To make the offender understand and accept the effect the crime has had on the victim and to accept and apologise for that effect.

 

To have the opportunity to forgive the offender and thus bring the experience to a resolution.

 

The restorative justice process can employ many different formats, such as small group meetings, more formal conferences and mediation through a third party. These formats can include support from legal or psychotherapeutic professionals or even ex-offenders. In general, restorative justice follows the process of:

 

Meeting:
Bringing together all those on whom the crime has impacted to talk about the crime and its consequences.

 

Recompense:
Exploring how the offender can help to repair the harm caused, including clear indications of remorse, apology and acceptance of the impact of the offence.

 

Reintegration:
Setting in motion the restoration of victims and offenders as full, positive members of society.

 

Inclusion:
Ensuring that all those for whom the crime has particular relevance participate in the actions agreed.

 

Restorative justice isn’t a soft option for criminals. Many of them refuse to accept responsibility for their crimes, drawing on the justifications that I discuss in Chapter 2. They also don’t want to face their victims or set in motion anything that would redress the damage they have done. In many cases, offenders have preferred to go to prison instead of participating in restorative justice. This problem reveals the central weakness of what’s otherwise a good idea: it requires the offender’s full and open participation.

 

When the victim is a whole nation

 

Forensic psychologists tend to deal with individuals, but unfortunately situations also exist in which large groups of people, possibly even whole nations, suffer crimes. In those cases the principles of forensic psychology are just as relevant for these large numbers of people as they would be for one person. In such tragedies, many thousands, often millions, of victims exist, and each individual may suffer the consequences that I discuss throughout this chapter.
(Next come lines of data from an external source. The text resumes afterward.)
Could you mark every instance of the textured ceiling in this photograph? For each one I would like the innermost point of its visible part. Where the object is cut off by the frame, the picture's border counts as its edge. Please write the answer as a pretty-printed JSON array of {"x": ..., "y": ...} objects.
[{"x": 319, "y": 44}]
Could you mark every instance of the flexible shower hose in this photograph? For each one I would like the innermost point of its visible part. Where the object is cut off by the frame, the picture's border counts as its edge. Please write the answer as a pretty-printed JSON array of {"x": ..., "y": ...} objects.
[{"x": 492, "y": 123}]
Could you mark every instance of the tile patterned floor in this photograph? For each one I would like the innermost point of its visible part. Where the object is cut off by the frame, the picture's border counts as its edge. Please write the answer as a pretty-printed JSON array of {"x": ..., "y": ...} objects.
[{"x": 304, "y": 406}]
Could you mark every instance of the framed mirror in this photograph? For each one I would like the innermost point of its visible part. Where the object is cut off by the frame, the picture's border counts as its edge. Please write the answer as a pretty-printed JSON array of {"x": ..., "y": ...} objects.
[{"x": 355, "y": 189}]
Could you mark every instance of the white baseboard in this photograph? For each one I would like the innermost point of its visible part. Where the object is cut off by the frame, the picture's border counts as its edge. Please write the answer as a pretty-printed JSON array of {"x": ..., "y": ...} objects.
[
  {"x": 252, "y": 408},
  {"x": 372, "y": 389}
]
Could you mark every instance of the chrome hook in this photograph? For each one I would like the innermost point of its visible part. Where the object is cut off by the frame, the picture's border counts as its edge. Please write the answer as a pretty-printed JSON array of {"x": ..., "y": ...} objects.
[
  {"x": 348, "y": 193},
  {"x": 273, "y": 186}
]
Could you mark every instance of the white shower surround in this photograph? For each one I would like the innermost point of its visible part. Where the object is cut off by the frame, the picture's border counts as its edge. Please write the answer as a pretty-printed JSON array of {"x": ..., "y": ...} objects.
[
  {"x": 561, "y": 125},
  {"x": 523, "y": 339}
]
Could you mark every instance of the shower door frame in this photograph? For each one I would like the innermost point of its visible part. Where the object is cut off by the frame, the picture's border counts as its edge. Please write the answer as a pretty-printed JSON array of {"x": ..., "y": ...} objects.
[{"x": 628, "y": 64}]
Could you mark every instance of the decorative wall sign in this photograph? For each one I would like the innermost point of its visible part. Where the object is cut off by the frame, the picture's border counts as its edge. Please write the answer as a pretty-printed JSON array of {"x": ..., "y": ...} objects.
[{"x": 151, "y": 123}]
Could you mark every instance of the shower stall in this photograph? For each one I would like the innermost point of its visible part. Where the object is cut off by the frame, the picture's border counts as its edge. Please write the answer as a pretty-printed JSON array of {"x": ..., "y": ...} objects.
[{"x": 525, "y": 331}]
In most cases, the poor and dispossessed are the ones that suffer, along with those with limited or no resources for coping. This suffering can readily set in motion the cycle of criminality that I discuss earlier in this chapter in the section ‘Breaking the cycle: Criminals becoming victims and victims becoming criminals’. So when countries come through these traumas they sometimes work with forensic psychologists and those who draw on forensic psychology to help heal the nation.

Unsurprisingly, given its traumatic history when generations had their families torn apart by apartheid, South Africa is an example of such problems. Young men and women were born into families in which the father was forced away from home and in which the police and legal system focused on depriving those with the least resources of their rights. Such daily traumas may have predicted that many of them would be unable to relate to others and see criminality as a natural form of existence. The miracle of South Africa as it moved into multi-racial democracy is that it didn’t explode into a criminal blood-bath. This achievement is due, at least in part, to the social and political processes of reconciliation used to reconstruct the social fabric of that society.

In a form of restorative justice, people from the different sides of the earlier conflict were brought together and an attempt made to balance remorse with forgiveness (the danger being that victims were left feeling as if their suffering wasn’t taken seriously).

One interesting finding in this area is that religious institutions play a powerfully positive role, perhaps because they provide individuals with the possibility of reconstructing themselves as members of an ethical, even magnanimous, community guided by civilising principles. They can think of themselves as builders of a new world, rather than sufferers from the misdeeds of others. In other words, they can re-invent their personal narratives so that they do not see themselves as victims who seek revenge but as pioneers creating a born-again country. Like a rape victim who refuses to continue to suffer from fear, individuals in post-conflict societies can use the fundamental forensic psychology idea of the value of taking control of their lives and make the future work for them.